Because LinkType is a union, HrefLink and RouterLink are both assignable to LinkType . HrefLink does not have "to" on it, and RouterLink does not have "href" on it. Therefore typescript can not guarantee that either of those properties exists on the union. You can use a type guard to do what you're trying to while also satisfying TypeScript.
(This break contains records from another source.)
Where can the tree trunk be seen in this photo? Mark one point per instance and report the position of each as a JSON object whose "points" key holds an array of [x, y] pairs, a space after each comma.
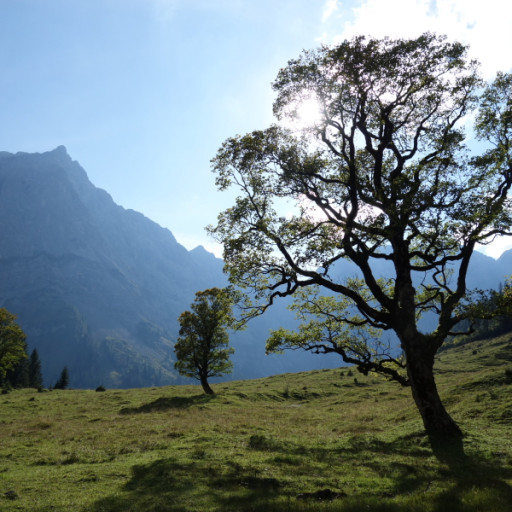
{"points": [[444, 434], [206, 387]]}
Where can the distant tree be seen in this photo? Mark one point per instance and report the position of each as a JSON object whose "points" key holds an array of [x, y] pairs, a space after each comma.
{"points": [[63, 381], [13, 347], [384, 174], [35, 375], [202, 349], [18, 376]]}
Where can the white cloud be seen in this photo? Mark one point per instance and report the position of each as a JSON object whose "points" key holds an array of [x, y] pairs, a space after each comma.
{"points": [[486, 27], [496, 248], [329, 8]]}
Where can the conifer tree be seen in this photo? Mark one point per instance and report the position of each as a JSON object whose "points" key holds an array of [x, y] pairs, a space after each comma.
{"points": [[63, 381], [35, 375]]}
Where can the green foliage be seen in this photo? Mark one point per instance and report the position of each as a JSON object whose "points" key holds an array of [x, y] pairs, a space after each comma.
{"points": [[202, 348], [248, 448], [12, 343], [63, 381], [35, 375], [384, 176]]}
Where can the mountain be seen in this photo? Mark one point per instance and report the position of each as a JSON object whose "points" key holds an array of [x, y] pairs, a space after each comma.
{"points": [[99, 288]]}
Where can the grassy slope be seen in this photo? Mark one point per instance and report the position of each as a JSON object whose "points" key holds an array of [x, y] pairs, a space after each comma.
{"points": [[262, 445]]}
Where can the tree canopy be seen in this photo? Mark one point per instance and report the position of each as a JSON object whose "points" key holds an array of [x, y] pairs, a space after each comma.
{"points": [[384, 175], [202, 349]]}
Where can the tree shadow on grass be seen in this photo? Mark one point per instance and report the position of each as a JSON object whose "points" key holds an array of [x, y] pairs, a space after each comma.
{"points": [[166, 403], [168, 486], [475, 484]]}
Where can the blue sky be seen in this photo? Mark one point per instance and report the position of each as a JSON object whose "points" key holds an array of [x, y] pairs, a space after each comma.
{"points": [[143, 92]]}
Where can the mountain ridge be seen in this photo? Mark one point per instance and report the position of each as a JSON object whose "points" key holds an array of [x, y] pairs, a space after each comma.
{"points": [[99, 288]]}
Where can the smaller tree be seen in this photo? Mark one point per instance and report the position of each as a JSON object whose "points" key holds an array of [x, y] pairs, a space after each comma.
{"points": [[202, 349], [13, 347], [63, 381], [35, 375]]}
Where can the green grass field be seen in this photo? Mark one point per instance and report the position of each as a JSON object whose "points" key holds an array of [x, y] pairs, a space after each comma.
{"points": [[318, 441]]}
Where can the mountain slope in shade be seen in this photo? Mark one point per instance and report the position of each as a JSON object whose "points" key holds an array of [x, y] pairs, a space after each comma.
{"points": [[99, 288], [95, 286]]}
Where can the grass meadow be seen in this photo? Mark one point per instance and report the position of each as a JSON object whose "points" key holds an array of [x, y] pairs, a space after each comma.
{"points": [[327, 441]]}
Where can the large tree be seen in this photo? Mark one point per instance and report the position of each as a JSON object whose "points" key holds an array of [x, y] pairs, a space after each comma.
{"points": [[202, 349], [383, 178], [13, 347]]}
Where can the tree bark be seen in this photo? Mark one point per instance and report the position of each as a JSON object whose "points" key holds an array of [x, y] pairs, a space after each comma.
{"points": [[206, 387], [444, 434]]}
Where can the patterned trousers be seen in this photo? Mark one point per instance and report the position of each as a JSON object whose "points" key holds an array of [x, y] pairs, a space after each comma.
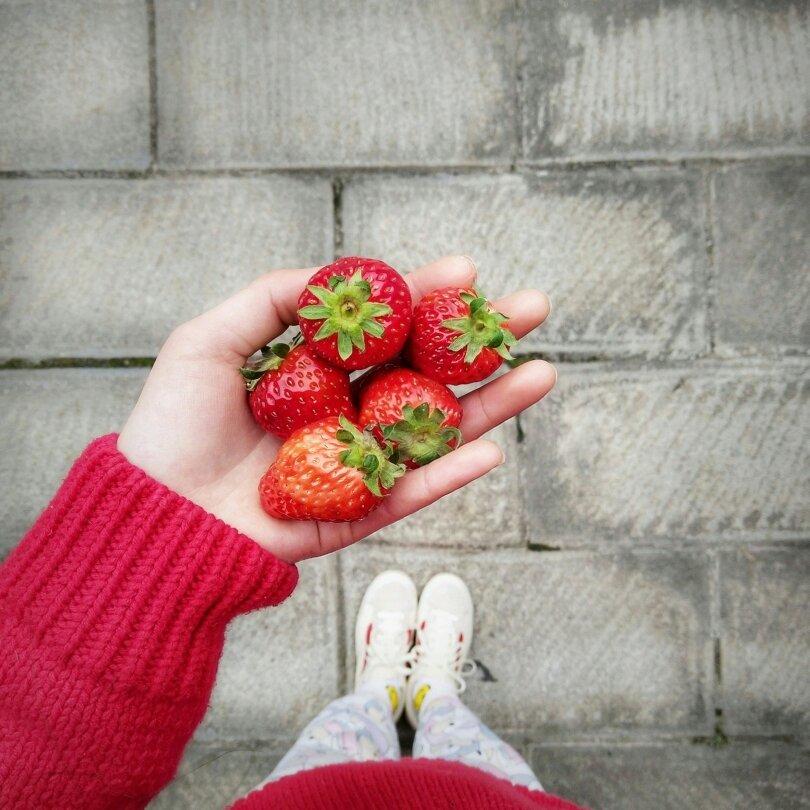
{"points": [[360, 726]]}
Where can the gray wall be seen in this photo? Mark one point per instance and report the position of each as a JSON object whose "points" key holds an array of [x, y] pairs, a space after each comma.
{"points": [[641, 563]]}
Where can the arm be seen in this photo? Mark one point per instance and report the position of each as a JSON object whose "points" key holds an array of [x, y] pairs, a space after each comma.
{"points": [[112, 619], [114, 606]]}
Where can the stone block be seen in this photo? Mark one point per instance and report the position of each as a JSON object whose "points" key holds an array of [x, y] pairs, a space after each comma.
{"points": [[335, 83], [46, 419], [110, 267], [74, 85], [640, 79], [761, 248], [765, 604], [707, 451], [757, 776], [622, 255]]}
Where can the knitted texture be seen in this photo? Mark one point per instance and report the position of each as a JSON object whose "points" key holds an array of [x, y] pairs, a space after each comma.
{"points": [[112, 619], [429, 784]]}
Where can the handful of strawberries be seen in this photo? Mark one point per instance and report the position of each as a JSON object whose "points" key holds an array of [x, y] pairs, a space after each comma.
{"points": [[347, 442]]}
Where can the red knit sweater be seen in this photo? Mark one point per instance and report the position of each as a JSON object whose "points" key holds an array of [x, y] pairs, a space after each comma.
{"points": [[112, 618]]}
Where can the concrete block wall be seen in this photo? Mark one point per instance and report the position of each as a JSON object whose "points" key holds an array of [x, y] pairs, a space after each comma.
{"points": [[640, 564]]}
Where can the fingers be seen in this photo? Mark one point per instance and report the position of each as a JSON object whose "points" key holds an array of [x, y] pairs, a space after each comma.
{"points": [[251, 318], [421, 487], [451, 271], [506, 396], [526, 310]]}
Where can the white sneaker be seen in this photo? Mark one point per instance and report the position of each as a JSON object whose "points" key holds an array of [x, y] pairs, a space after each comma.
{"points": [[444, 627], [383, 635]]}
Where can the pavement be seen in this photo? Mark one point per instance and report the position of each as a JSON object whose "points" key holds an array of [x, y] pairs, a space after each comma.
{"points": [[641, 563]]}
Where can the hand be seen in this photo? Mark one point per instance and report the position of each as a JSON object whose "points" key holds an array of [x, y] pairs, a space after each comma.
{"points": [[192, 428]]}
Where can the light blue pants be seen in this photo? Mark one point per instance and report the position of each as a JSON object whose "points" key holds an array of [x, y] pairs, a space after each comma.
{"points": [[360, 727]]}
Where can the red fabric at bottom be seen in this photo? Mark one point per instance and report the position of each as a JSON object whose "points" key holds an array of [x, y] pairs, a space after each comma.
{"points": [[427, 784]]}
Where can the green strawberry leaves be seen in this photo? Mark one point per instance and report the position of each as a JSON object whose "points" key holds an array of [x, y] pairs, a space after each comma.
{"points": [[482, 328], [420, 435], [366, 454], [346, 311], [272, 356]]}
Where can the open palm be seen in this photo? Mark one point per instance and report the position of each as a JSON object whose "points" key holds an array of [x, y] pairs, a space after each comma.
{"points": [[192, 428]]}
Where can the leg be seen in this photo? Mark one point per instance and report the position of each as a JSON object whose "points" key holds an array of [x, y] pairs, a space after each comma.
{"points": [[353, 728], [361, 726], [449, 730]]}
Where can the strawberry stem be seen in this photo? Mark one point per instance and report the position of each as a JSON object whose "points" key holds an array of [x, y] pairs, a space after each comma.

import React from 'react';
import { Link } from 'react-router-dom';

interface LinkBase {
  label: string;
  icon?: JSX.Element;
}

interface RouterLink extends LinkBase {
  to: string;
}

interface HrefLink extends LinkBase {
  href: string;
}

type LinkType = RouterLink | HrefLink;

function isRouterLink(v: unknown): v is RouterLink {
  return v && Object.prototype.hasOwnProperty.call(v, 'to');
}

function isHrefLink(v: unknown): v is HrefLink {
  return v && Object.prototype.hasOwnProperty.call(v, 'href');
}

export function NavLink(props: LinkType) {
  const { label, icon } = props; 

  if (isRouterLink(props)) {
    const { to } = props; // typechecks now
    return (<> ... </>)
  }

  if (isHrefLink(props)) {
    const { href } = props;

    return (<> ... </>);
  }

  return (<> ... </>);
}

Another option would be using a "tagged" union to get around the need of a type guard function. These go by some different names depending on who you're talking to. Other names you can find these by are "discriminating union" and "disjoint union" to name a couple.

interface LinkBase {
  label: string;
  icon?: JSX.Element;
}

interface RouterLink extends LinkBase {
  type: 'router';
  to: string;
}

interface HrefLink extends LinkBase {
  type: 'href';
  href: string;
}

type LinkType = RouterLink | HrefLink;

export function NavLink(props: LinkType) {
  const { label, icon } = props; 

  if (props.type === 'router') {
    const { to } = props; // typechecks now
    return (<> ... </>);
  }

  if (props.type === 'href') {
    const { href } = props;

    return (<> ... </>);
  }

 return (<> ... </>); 
}

So then if you inspect the type of LinkType['type'] you'll see 'router' | 'href' 'router' | 'href' , and TypeScript can automatically narrow the type for you if you do an if statement on this type property of LinkType.

Answer 2

You can do it like this:

type LinkType = RouterLink & HrefLink;

That way you don't have to narrow the union with code

Edit 1.
Alex D . raised a possible side effect of this approach. Basically, you'll not be able to define a LinkType object without fulfilling all the properties ( href , label , to ) This can be tackled by using Partials or simply declaring href and to as optional, eg

interface HrefLink extends LinkBase {
  href?: string;
}